Jesús es la Palabra encarnada de Dios alimento de vida eterna superior al alimento del maná que Dios dio a los israelitas en el desierto, camino de la tierra prometida. Aquel maná venido del cielo no pudo evitar la muerte de los israelitas nuestros padres, la Eucaristía es el alimento que resucita. Dice san Cirilo de Alejandría: «La Palabra de Dios, habiendo unido a sí misma nuestra carne de una manera sólo por él conocida, nos ha dotado con su poder dador de vida» (Com. ev. s. Lucas, 142: Payne-Smith, 405-406).
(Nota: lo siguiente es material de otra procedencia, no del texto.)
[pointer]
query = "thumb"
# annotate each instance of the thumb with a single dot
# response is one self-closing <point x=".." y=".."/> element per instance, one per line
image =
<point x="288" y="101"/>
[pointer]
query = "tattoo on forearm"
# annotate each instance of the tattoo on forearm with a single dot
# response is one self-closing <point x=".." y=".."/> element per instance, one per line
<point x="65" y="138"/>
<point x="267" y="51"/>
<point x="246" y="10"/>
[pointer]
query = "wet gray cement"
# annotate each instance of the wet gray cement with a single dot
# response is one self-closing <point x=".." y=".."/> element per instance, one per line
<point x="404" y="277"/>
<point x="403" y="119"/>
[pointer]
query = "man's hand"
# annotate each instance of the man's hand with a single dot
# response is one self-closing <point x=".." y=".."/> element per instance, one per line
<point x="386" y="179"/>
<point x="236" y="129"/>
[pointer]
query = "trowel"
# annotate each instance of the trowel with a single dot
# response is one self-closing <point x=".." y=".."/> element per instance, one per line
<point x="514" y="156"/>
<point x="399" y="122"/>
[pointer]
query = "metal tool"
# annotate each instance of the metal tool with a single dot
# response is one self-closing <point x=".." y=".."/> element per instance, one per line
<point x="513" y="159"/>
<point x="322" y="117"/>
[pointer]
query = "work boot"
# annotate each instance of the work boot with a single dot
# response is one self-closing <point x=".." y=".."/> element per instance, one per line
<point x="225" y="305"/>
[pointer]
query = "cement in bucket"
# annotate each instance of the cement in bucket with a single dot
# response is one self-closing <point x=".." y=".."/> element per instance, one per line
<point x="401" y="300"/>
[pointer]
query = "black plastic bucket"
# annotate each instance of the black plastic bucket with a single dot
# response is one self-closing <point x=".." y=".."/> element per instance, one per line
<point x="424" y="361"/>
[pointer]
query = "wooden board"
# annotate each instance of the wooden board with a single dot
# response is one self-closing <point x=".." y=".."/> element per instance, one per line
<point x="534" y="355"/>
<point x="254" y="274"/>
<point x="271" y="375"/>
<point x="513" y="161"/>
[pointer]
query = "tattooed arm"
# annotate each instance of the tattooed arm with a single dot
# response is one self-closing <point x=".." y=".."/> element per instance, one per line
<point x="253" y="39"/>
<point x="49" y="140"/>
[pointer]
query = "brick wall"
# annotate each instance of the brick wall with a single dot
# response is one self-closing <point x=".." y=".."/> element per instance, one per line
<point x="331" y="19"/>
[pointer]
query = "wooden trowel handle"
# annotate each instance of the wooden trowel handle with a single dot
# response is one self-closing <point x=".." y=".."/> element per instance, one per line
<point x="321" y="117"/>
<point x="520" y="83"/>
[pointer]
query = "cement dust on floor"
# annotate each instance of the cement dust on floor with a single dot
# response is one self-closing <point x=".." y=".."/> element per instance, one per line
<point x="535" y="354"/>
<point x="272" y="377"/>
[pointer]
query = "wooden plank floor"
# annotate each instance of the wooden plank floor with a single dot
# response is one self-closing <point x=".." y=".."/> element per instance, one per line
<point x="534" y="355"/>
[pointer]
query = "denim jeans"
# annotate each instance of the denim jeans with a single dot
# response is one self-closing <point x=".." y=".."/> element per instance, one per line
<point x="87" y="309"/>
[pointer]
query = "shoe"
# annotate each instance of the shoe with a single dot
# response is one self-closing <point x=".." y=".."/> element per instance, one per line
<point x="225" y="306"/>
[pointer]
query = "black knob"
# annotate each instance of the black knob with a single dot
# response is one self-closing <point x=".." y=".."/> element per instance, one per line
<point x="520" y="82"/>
En el evangelio de san Juan que hemos escuchado, Jesús contrapone el alimento de su propia carne y sangre al alimento extraordinario que Dios otorgó a los israelitas. Jesús se remite al maná del desierto para hacerles comprender mejor cómo el hombre sólo puede vivir de Dios. Los israelitas creyeron que iban a perecer en el desierto, pero Dios les dio el maná, para enseñar a su pueblo elegido “que no sólo de pan vive el hombre, sino de todo cuanto sale de la boca de Dios” (Dt 8,3). Aquel alimento era figura del alimento que es Cristo Jesús, porque ahora Dios Padre les ha dado su propia vida divina en la persona de su Hijo, convertido en alimento de salvación por su entrega a la pasión y a la cruz. Jesús se refiere a sí mismo como aquel que va a ser inmolado, partido para ser comido y dar vida al mundo. Su sangre vertida en la cruz se convierte en la bebida de la salvación.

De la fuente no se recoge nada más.